Booth Id:
PHYS065
Category:
Physics and Astronomy
Year:
2024
Finalist Names:
Plohr, Tate (School: Los Alamos High School)
Abstract:
Magnetic reconnection is a phenomenon that drives solar flares and Coronal Mass Ejections on the sun's surface. A strong enough CME is capable of damaging electrical equipment, disrupting communication, and harming astronauts in space.
In my project, I wrote a Python program to simulate magnetic reconnection. According to a standard model of magnetic reconnection called the Sweet-Parker model or a current sheet, in order for a reconnection to happen, the flow of plasma needs to be stable and a thin current sheet needs to be formed. For the main objective of the project, I performed a parameter study on the current sheet to find the conditions where magnetic reconnection is more likely to occur. I found that a higher strength of magnetic field and a higher electrical resistivity of the plasma stabilizes a current sheet and leads to magnetic reconnection. The observations of the vorticity profiles clearly demonstrated this qualitatively but also the norms of the vorticity profiles confirmed this quantitatively. The analysis of the simulations showed the dependency of magnetic energy (of the current sheet) on the initial magnetic field strength; having a higher magnetic energy means more energy is released during magnetic reconnection and the associated phenomena are stronger.

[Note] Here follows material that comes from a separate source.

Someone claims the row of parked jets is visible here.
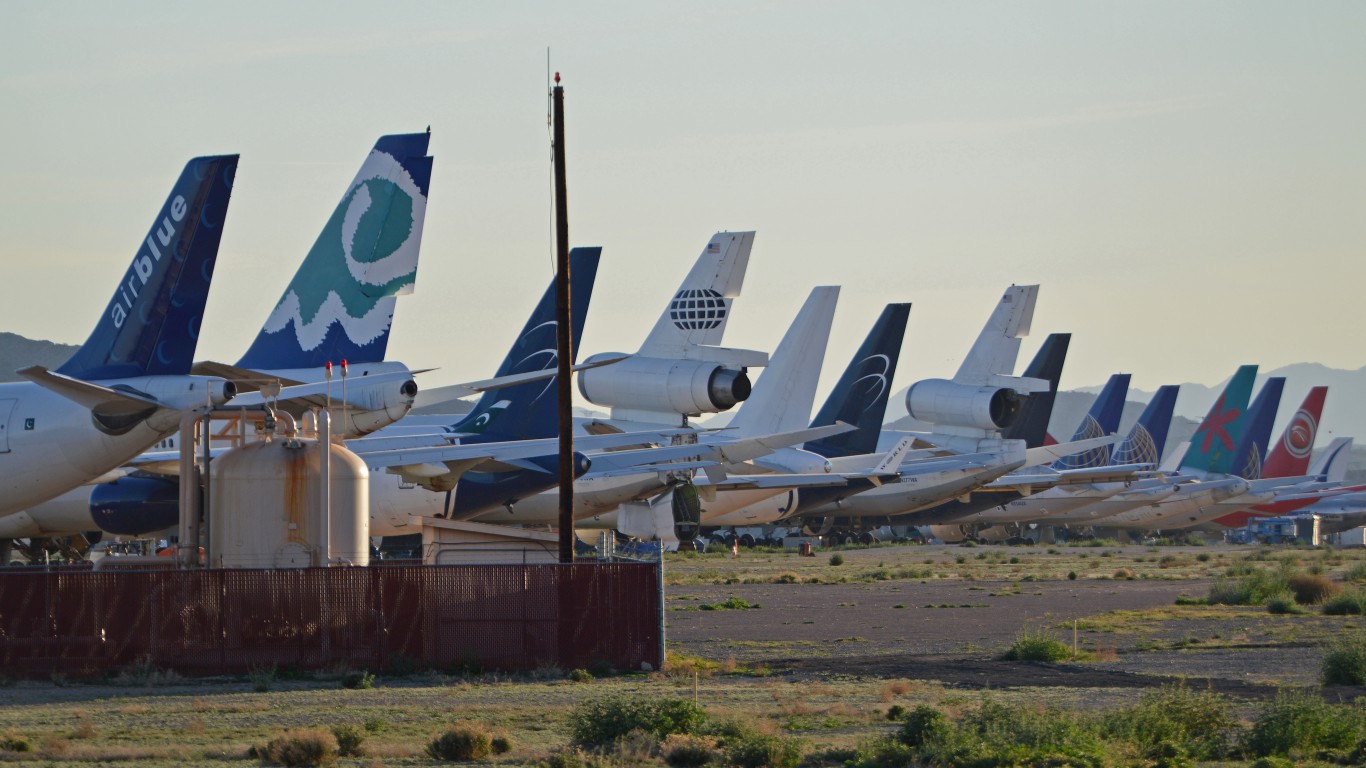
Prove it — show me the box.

In summary, a higher magnetic field strength and a higher resistivity increase the stability of the current sheet and consequently facilitate magnetic reconnection. A higher magnetic field strength also increases the energy released and the strength of the solar flare or CME.
My Python program helps understand the dynamics of how solar flares and CMEs form and leads to predictive models that will mitigate the catastrophic damages caused by solar flares and CMEs.